While this works in the case of platforms such as the quadrotor or fully-actuated octarotor, it may or may not work for arbitrary configurations or it may not produce efficient flight. Users are encouraged to explore learning-based solutions for such platforms.

Motor Model

We model the simulated motors as a first-order system with randomizable time-constants. The thrust commands can be clamped to minimum and maximum values and are updated at each time-step based on the reference thrust values from the controller, following the equation:

\[ \dot{f_i} = \frac{1}{\tau_i} (f_{ref_i} - f_i), \]
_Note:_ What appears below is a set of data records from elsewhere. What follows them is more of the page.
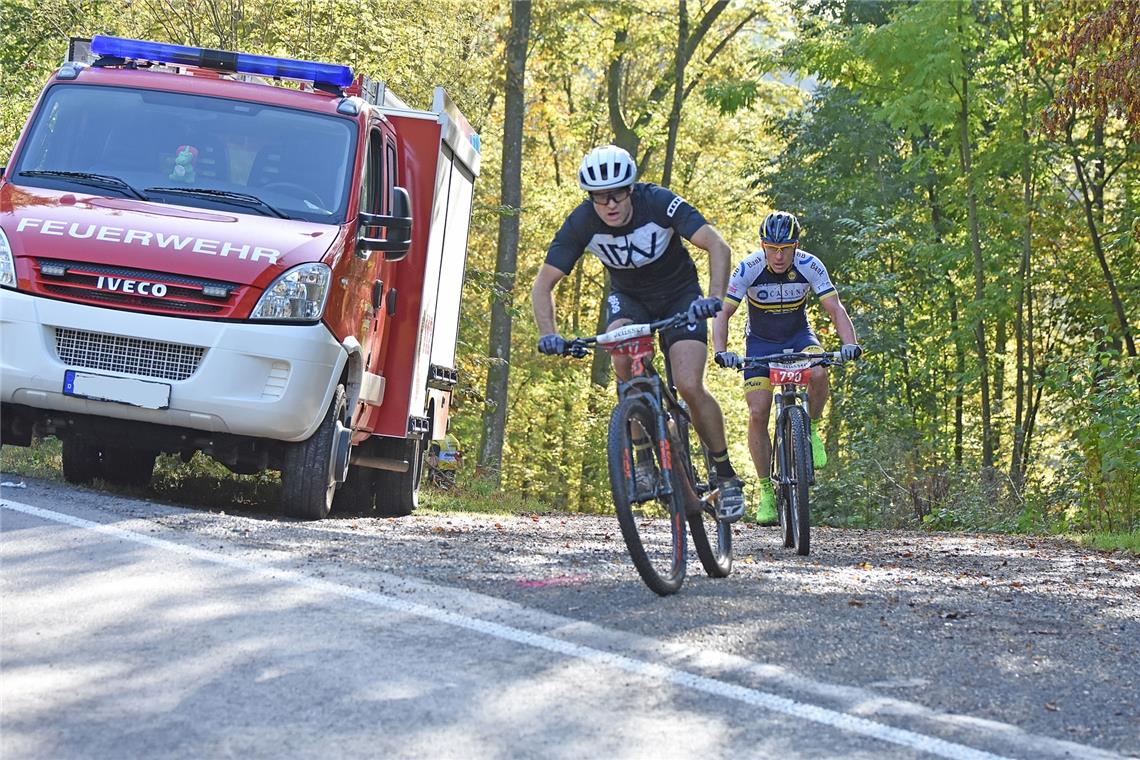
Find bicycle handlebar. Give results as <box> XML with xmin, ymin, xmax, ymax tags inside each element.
<box><xmin>562</xmin><ymin>311</ymin><xmax>689</xmax><ymax>359</ymax></box>
<box><xmin>733</xmin><ymin>351</ymin><xmax>844</xmax><ymax>371</ymax></box>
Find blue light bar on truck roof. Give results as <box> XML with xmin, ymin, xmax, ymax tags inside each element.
<box><xmin>91</xmin><ymin>34</ymin><xmax>352</xmax><ymax>87</ymax></box>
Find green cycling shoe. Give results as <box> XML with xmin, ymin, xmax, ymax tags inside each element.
<box><xmin>812</xmin><ymin>427</ymin><xmax>828</xmax><ymax>469</ymax></box>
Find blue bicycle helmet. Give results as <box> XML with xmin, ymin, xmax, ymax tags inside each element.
<box><xmin>760</xmin><ymin>211</ymin><xmax>800</xmax><ymax>245</ymax></box>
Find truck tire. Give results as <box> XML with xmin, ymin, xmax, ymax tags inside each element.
<box><xmin>63</xmin><ymin>435</ymin><xmax>103</xmax><ymax>485</ymax></box>
<box><xmin>332</xmin><ymin>465</ymin><xmax>376</xmax><ymax>517</ymax></box>
<box><xmin>376</xmin><ymin>438</ymin><xmax>424</xmax><ymax>517</ymax></box>
<box><xmin>282</xmin><ymin>385</ymin><xmax>345</xmax><ymax>520</ymax></box>
<box><xmin>103</xmin><ymin>446</ymin><xmax>158</xmax><ymax>487</ymax></box>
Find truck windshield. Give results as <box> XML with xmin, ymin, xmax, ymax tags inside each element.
<box><xmin>6</xmin><ymin>84</ymin><xmax>357</xmax><ymax>224</ymax></box>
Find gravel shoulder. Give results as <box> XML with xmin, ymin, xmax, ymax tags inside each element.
<box><xmin>5</xmin><ymin>476</ymin><xmax>1140</xmax><ymax>757</ymax></box>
where \(f_i\) is the current thrust value for motor \(i\), \(f_{ref_i}\) is the reference thrust value from the controller, and \(\tau_i\) is the time-constant of the motor. The thrust rate is clamped to a maximum value to prevent the motors from saturating. Users are encouraged to match this model to their specific robot platform for accurate simulation results.

First order motor model

def update_motor_thrusts(self, ref_thrust):
    ref_thrust = torch.clamp(ref_thrust, self.min_thrust, self.max_thrust)
    self.motor_thrust_rate[:] = (1.0 / self.motor_time_constants) * (ref_thrust - self.current_motor_thrust)
    self.motor_thrust_rate[:] = torch.clamp(self.motor_thrust_rate, -self.cfg.max_thrust_rate, self.cfg.max_thrust_rate)
    self.current_motor_thrust[:] = (self.current_motor_thrust + self.dt * self.motor_thrust_rate)
    return self.current_motor_thrust

Drag Model

A simplistic model for drag is implemented that that can be customized to the user's needs. Linear and quadratic drag coefficients for drag induced by velocity and angular velocity can be set in the configuration file. The drag force \(F_{drag}\) and torque \(M_{drag}\) in the body-frame are calculated as:

\[ F_{drag} = -k_{v_{linear}} v -k_{v_{quadratic}} v |v|, \]

and

\[ M_{drag} = -k_{\omega_{linear}} \omega -k_{\omega_{quadratic}} \omega |\omega|, \]

where \(v\) is the linear velocity, \(\omega\) is the angular velocity expressed in the body frame, and \(k\) are the drag coefficients. The drag model can be customized to the user's needs by changing the robot-specific parameters in the configuration file.